What Are the Limits to What Hackers Produce?
I’m writing this from an airplane somewhere over the US-Canadian border. I forgot my copy of Coding Freedom at home, and was cursing my ineptitude. But then it occurred to me that, given the subject, I could probably find a copy online. Sure enough, I downloaded a pdf via the airport wifi. (For free! – those Canadians…).
This, in the most mundane of ways, is a simple reenactment of what Gabriella Coleman writes of so compellingly in her new book. Gabriella, inspired no doubt in part by her years of exposure to hacking culture, struck a deal with her publishers. The resulting CC license gives all of us who might want to read the book more freedom to do what we want with it – read it on any device, search it, and even pull it up in an airport so we can file a nearly-too-late contribution to a terrific online discussion. Gabriella didn’t know I’d forget my book at home when she decided to negotiate the license. But she did have the sense – I assume – that she needed something more than copyright law to help her achieve what she wanted from her book. Which was in part to give to the rest of us more freedom than standard copyright law would allow.
But how far does that freedom go? This is surely one of the most important and interesting questions about this new form of making software, and the new legal forms that attend it.
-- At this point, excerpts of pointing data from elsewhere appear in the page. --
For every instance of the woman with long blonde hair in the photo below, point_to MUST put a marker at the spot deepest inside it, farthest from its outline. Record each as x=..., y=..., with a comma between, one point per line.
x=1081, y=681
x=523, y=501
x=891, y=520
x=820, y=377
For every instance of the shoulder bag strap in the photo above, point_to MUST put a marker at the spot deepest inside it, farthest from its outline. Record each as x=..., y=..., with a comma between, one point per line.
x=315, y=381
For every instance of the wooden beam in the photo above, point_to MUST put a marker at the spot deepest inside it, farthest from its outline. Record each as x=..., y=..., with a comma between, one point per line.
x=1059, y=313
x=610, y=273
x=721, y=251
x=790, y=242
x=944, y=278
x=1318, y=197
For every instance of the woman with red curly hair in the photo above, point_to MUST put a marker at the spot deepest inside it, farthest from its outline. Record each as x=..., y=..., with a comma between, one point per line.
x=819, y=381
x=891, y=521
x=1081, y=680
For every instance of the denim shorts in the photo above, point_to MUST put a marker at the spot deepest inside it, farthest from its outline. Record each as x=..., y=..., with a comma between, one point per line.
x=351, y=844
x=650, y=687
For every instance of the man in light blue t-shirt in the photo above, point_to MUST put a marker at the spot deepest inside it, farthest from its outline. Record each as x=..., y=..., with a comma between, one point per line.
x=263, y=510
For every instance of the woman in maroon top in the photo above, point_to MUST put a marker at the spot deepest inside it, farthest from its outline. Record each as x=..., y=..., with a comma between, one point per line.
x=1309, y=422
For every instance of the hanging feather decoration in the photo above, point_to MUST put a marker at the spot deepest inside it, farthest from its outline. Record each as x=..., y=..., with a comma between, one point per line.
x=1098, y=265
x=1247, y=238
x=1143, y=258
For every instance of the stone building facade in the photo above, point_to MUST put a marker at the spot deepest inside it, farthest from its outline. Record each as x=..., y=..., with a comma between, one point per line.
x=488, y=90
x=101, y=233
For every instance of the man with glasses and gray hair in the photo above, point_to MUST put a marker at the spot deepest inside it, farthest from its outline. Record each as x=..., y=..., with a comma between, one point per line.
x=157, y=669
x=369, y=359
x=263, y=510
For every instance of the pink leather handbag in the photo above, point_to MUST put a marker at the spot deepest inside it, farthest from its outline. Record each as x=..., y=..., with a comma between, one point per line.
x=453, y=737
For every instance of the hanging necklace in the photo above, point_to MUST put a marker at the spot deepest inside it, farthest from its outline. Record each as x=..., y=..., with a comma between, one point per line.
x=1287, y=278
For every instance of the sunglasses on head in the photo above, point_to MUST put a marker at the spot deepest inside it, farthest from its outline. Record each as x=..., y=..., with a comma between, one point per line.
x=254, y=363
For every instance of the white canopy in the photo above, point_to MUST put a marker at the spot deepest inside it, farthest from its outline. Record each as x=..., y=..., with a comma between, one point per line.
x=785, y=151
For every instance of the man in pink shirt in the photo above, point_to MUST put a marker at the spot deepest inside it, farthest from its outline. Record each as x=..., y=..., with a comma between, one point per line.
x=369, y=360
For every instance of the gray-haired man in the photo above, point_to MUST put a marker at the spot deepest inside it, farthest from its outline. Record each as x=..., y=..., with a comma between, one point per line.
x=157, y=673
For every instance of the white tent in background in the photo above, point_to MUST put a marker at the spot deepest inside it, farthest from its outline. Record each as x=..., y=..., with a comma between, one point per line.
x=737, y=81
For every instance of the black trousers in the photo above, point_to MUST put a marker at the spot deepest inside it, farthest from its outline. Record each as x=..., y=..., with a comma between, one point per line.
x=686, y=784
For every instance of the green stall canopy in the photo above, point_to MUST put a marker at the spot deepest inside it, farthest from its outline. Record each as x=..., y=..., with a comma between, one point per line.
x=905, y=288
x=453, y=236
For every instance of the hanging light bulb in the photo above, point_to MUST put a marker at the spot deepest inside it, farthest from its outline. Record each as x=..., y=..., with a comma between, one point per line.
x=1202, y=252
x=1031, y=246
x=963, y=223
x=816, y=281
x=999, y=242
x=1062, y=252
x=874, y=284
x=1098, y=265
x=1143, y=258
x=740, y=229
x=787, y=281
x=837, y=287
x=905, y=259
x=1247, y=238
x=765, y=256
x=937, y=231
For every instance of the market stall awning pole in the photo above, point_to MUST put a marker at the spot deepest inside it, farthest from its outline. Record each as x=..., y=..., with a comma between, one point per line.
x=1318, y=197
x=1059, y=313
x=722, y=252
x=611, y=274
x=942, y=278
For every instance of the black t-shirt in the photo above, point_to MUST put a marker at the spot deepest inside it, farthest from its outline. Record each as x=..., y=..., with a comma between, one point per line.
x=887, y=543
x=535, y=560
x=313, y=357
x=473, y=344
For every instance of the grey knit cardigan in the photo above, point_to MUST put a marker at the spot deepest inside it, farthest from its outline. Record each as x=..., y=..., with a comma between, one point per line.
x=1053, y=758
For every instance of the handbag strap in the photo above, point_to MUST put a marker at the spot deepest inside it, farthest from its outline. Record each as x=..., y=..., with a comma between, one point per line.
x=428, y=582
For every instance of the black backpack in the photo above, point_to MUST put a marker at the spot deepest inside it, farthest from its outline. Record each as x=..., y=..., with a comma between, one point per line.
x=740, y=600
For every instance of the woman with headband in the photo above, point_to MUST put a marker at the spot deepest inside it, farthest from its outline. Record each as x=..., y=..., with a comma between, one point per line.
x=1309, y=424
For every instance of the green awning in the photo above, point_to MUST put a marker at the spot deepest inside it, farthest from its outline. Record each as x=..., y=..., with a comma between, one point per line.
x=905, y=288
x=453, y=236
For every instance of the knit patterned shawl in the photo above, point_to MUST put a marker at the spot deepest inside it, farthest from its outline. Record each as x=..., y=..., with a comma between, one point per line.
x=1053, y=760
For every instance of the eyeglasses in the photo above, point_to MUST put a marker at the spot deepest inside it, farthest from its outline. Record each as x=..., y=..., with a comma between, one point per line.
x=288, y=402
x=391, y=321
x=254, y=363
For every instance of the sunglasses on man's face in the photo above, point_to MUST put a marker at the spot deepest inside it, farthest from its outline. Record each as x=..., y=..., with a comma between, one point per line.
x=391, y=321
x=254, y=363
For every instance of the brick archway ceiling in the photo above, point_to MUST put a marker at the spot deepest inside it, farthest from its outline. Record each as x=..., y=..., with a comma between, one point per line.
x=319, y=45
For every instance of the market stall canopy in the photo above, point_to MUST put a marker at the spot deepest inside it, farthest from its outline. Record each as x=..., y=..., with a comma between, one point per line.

So that’s what I want to focus on here. One of the book’s great strengths is the spectacularly detailed and clear-eyed account that it provides of hacker culture, or at least a certain hacker culture. As it points out, this is a culture that is built upon a deep commitment to the pleasures of technology (like Ed Felten, I loved the bit on hacker humor), a ferocious conception of self-help and meritocratic ordering, and also to an overt aversion to things “political.”
As a few others have in the course of this discussion, I wonder too about the limits of a form of practical revolution that starts here. How far can this new mode of production take us, if it is characterized by technoelitism, an aversion to politics, and by a subject position that is decidedly fairly privileged and high-skilled? After all, you can’t be part of this crowd and lack access to a computer and internet connection, or be bereft of free time.
And this, in turn, makes me wonder: How should we understand the politics of not who gets what access to FOSS, but what gets made via F/OSS? In the parallel world of access to medicines work, which is where I mostly come from, there has been a concerted move to think not only about who has access to drugs, but whether we get the drugs we want and need in the first place. Market-based production doesn’t give us what we want in the drug domain, if “we” care about global health, because it only produces drugs for people with a lot of money.
Part of what is so interesting about the F/OSS movement and other commons-based or social modes of production is that they don’t have this orientation, and so don’t necessarily fail the test posed by even an anemic conception of distributive justice. But as the portrait in Coding Freedom clearly reveals, the hackers involved are real people – complex, and with undoubtedly many motivations, which are not all necessarily shared with the rest of us. Not that they necessarily aren’t shared with the rest of us – we all want good software, after all. But if we don’t share certain passions that drive this crowd – for example, if we don’t valorize self-help, or eternal and infinite connection to the Net, then can the F/OSS crowd produce what we want? Will we get, for example, software that’s too hard for the rest of us to use, or that makes everything connected to everything else when ALL WE WANT IS A LITTLE PEACE AND QUIET? (Ahem.) And will the hackers Gabriella writes about produce as many important goods for people far away as we would want (or as those people would want) – will they produce the IT version of a good malaria vaccine?
I’m not versed enough in the software world to have great purchase on how what hackers’ produce when they follow their interests might be different from what the rest of us are interested in having produced. But this seems to me an important question that parallels one about rules of access, and in some sense goes still deeper.